En ese momento, el recién llegado sale del auto y se queda de pie. Santiváñez lo mira, luego se frota los ojos y vuelve a observarlo. “No puede ser”, susurra. Entonces, el ministro del Interior, todavía intrigado, da un par de pasos hacia adelante. Ahora ya no tiene ninguna duda. Jamás hubiera imaginado que la persona que encontraría fuera el mismísimo premier Gustavo Adrianzén.
—Gustavo —le dice de frente—, entonces tú eres el traidor.
—Imposible —respondió— no he traído nada.
La mirada de Santivañez se carga de pronto de una mezcla de rencor, molestia y decepción.
—Yo pensé que eras uno de mis pocos aliados en el Gobierno. Y, por el contrario, eras el que está detrás de todas las filtraciones en mi contra.
—Pero Juan José —dice el premier con el rostro asombrado—, ¿de qué estás hablando? Para empezar, ¿qué haces acá?
Santivañez ladea su cara y permanece en silencio unos segundos.
—Mejor dime, Gustavo, ¿tú qué haces acá?
Adrianzén avanza hasta quedar cara a cara con Santiváñez.
—Me mandaron un mensaje de texto hace un par de horas. Me preguntaron si quería saber quién era la persona que estaba buscando mi salida de la PCM. Ya sabes, la persona que me quiere reemplazar.

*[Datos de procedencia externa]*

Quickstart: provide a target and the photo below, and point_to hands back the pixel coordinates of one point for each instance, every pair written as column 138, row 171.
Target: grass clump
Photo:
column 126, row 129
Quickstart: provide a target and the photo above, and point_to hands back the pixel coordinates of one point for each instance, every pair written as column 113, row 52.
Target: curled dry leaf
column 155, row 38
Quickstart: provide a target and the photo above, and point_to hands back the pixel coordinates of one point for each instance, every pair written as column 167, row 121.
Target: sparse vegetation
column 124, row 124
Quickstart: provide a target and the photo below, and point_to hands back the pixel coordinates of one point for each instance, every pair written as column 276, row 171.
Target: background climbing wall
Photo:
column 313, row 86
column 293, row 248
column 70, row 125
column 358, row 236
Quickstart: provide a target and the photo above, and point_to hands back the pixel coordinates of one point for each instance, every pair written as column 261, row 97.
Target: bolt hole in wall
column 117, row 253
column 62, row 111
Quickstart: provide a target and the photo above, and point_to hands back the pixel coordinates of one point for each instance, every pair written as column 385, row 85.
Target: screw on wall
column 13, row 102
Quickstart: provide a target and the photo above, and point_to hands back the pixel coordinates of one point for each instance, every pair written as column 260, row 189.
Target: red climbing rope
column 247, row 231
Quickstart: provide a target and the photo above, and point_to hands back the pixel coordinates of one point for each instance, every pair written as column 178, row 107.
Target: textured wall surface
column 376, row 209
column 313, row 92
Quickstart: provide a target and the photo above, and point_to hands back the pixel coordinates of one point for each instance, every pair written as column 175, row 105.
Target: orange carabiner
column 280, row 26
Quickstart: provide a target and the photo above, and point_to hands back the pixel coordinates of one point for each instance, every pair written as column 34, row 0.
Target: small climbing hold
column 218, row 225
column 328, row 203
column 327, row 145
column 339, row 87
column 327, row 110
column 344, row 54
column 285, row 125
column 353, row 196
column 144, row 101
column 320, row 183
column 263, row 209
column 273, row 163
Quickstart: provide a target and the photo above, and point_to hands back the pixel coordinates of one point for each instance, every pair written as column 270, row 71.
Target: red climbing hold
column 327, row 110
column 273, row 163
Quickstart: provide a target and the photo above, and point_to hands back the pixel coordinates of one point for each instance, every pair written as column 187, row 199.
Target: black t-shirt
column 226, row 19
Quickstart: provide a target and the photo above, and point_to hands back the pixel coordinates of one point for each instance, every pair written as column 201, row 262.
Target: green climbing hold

De súbito, el ministro del Interior suaviza sus facciones.
—¿No pensarás que yo…?
El premier lo ve, lo sopesa.
—No, Juan, claro que no.
Estacionamiento 2 del centro comercial La Rambla de San Borja. El premier y el ministro del Interior se despiden con un fuerte apretón de manos. En el camino al ministerio, Santiváñez no termina de descartar la posibilidad de que Adrianzen esté en su contra. “Quizá piensa que soy un fuerte competidor para él y por eso me quiere ver en desgracia”, dice, hablando solo. Entonces, el celular de Santiváñez vuelve a vibrar. Casi choca cuando lee el mensaje de texto: “¿Y si mañana lo intentamos de nuevo?”.